Timeline From The Past: Underground Newspapers, Jail Overcrowding
From the Files of the Kosciusko County Historical Society
Editor’s note: This is a retrospective article that runs a few times a month on InkFreeNews.

Information for this retrospective series is courtesy of the Kosciusko County Historical Society.
September 1992 — With the addition of more than 30 inmates to the population of the Kosciusko County Jail Wednesday, Sheriff Al Rovenstine said, “We’re past crowded.”
Thirty-six people were arrested and booked into the jail early Wednesday morning following a drug bust by area law enforcement agencies that netted suspects from Kosciusko, Noble and Elkhart counties.
Fifteen of those arrested were released from custody after posting bond.
The jail has an official capacity of 65 and, as of this morning, 108 inmates are being housed and fed there. Another 29 people, who are part of the county’s work release program, are required to have meals furnished by the jail. Overcrowding has been an ongoing problem at the jail since 1989.
Sept. 11, 1969 — Underground newspapers are expected to hit Kosciusko County schools at the beginning of this term. Last year, SDS and SDA (radical student groups) literature was found in possession of one WCHS youngster hooked on drugs.
Declaration was that radical movements, through underground “newspapers,” would move from colleges down into high schools. This week, a scurrilous sheet called “Hydrogen Revolution” was passed out at Wawasee High School. It was an anti-establishment affair, mimeographed outside school, but distributed by students. Wawasee authorities promise prompt action if students are caught distributing any more, but similar publications are expected to break out in other schools as subversive anti-establishment agitation begins in high schools.

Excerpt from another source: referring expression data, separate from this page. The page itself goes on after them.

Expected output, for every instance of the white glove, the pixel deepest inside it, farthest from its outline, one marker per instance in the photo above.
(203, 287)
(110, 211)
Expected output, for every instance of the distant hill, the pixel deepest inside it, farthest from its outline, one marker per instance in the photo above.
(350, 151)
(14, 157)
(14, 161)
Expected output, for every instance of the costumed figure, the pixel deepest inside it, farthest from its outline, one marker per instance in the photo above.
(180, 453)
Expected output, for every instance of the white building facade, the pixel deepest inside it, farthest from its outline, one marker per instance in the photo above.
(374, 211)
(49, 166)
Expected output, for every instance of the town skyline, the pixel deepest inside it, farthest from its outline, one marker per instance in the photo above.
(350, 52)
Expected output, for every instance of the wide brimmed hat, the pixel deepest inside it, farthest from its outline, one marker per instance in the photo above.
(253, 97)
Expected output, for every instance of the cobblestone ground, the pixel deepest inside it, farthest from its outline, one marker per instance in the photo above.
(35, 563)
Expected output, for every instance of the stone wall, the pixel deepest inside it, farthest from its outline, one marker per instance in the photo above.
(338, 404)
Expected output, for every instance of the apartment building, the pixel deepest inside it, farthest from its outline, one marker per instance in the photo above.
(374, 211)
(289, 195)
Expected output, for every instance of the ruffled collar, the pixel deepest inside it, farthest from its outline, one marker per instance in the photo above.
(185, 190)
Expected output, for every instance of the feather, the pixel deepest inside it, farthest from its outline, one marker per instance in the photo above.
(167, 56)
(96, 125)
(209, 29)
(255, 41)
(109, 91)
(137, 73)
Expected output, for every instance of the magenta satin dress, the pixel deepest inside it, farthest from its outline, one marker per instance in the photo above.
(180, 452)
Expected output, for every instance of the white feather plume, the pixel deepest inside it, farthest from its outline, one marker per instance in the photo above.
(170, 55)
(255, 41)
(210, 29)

1828 — Thomas Thomas, grandfather of Creed Thomas, of Winona Lake, came to Indiana in 1828 and was the county’s first clerk. When Thomas came to Indiana, he lived in Elkhart County, which at that time included Kosciusko, then a township. He moved to Warsaw with his son, Charles W. Thomas, father of Creed Thomas, local insurance man, in 1861 and died in 1886. He was the county’s last veteran of the War of 1812.